Ayer tuve la oportunidad de ver el grandísimo programa de Intereconomía presentado por Juan Manuel de Prada "Lágrimas en la Lluvia", que versó esta vez sobre la persecución religiosa en España. En medio del interesantísmo repaso a los siglos XIX y XX, uno de los invitados habló de cómo a los católicos de principios del siglo XX se les formaba para el martirio, por lo que al llegar el momento del tormento, aquellos a quienes la Gracia tocó con la fuerza necesaria, se presentaban ante aquella hora con la alegría del que por fin ve llegado el esperado momento de dar su testimonio por Jesucristo.
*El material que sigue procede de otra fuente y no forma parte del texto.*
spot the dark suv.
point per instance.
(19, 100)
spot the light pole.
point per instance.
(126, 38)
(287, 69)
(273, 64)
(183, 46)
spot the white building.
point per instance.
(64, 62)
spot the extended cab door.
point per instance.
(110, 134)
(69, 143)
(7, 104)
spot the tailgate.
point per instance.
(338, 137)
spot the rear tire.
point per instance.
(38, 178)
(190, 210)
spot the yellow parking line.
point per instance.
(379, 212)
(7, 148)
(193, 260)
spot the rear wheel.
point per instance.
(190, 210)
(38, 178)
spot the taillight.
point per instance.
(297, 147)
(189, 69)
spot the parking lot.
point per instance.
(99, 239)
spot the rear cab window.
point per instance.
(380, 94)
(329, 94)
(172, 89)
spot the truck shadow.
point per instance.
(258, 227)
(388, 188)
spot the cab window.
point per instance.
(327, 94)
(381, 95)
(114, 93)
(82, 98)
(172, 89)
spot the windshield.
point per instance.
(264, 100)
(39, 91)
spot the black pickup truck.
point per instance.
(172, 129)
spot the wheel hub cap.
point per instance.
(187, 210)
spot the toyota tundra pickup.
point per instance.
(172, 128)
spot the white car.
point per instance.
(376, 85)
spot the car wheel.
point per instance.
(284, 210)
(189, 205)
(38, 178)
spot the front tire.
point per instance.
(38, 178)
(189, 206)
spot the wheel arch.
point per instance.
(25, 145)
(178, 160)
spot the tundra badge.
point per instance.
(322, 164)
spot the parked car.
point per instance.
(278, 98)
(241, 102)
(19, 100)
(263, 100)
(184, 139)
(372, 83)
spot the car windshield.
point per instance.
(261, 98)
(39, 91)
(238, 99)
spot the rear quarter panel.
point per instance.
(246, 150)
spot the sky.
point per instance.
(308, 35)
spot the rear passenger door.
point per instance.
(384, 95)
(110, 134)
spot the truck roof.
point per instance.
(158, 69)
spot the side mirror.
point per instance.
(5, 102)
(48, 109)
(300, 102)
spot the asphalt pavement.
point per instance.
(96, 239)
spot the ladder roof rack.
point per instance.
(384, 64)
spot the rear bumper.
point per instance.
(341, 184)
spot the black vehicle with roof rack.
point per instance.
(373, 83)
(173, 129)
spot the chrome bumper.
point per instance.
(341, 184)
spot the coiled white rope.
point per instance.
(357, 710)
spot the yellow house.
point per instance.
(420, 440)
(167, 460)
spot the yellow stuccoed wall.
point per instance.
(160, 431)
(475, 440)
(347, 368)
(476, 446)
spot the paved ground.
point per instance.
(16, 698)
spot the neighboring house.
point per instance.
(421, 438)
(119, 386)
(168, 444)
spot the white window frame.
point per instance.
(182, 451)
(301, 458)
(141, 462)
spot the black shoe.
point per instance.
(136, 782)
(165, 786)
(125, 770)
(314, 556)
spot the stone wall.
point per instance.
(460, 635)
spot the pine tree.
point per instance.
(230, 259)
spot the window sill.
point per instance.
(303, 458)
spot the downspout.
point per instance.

En el día de hoy, donde la predicación de las virtudes brilla por su ausencia en púlpitos y medios de formación, una de ellas, la de la Fortaleza, es especialmente olvidada. Y no digamos ya el martirio, por medio del cual el cristiano que confiesa su fe ante la amenaza de perder la vida y muere por el odio a Cristo de sus enemigos, entra gloriosamente en el Cielo por el bautismo de sangre. Cabría objetar que no sabemos si a los cristianos contemporáneos de este primer mundo (porque no son pocos los que siguen sufriendo sangriento y verdadero Martirio en otras partes del planeta) nos llegará la hora de un martirio heroico como el de aquéllos. Me temo, sin embargo, que el testimonio de tantos mártires no debe de agradar a Satanás. La última vez, los españoles salimos victoriosos, y aún el ejemplo de los Requetés nos llena de emoción. Por eso, actualmente los enemigos de la Iglesia no nos vienen con pistolas sino con mayor y más perversa sutileza. A través de la educación y los medios de comunicación el aborregamiento social nos sitúa a los cristianos ante otro tipo de martirio, para el que tampoco se educa, que no conlleva un bautismo de sangre pero que exige testimonio. No es la heroicidad de un Antonio Molle lo que se nos presenta pero por eso mismo es más necesario y más exigible el testimonio y confesión pública de la fe.
Tal vez sea demasiado aventurado llamarlo martirio, pero es lo suficientemente gráfico como para explicar que hoy, la disyuntiva que se presenta no es entre la vida y el Cielo (o, sensu contrario, entre la muerte y el Infierno) sino muchas veces entre algo más sutil como el "prestigio social" y el Cielo. Entre ser bien considerado y el Cielo. Entre ser gracioso y el Cielo. Entre aparecer como "sensato" (recordemos lo de "necedad para los gentiles...") y el Cielo. Entre el ascenso en la empresa o el Cielo. Entre esa conversación sucia con el jefe o el Cielo. Entre ser moderno y el Cielo. Entre parecer "inteligente" y el Cielo. O lo uno o lo otro. Y si se quiere, tenemos que elegir: entre el desprestigio social o el Infierno; entre ser despreciado, o el Infierno; entre ser soso y el Infierno; entre ser un insensato y el Infierno; entre la falta de ascenso o despido y el Infierno; entre ser ultramontano o el Infierno; entre ser tonto y el Infierno...
Por tanto, quien es fiel en lo poco, lo será en lo mucho; y quien desprecia el pequeño martirio sucumbirá ante el gran Martirio. No es de Dios desear el primer Martirio y aborrecer del cotidiano.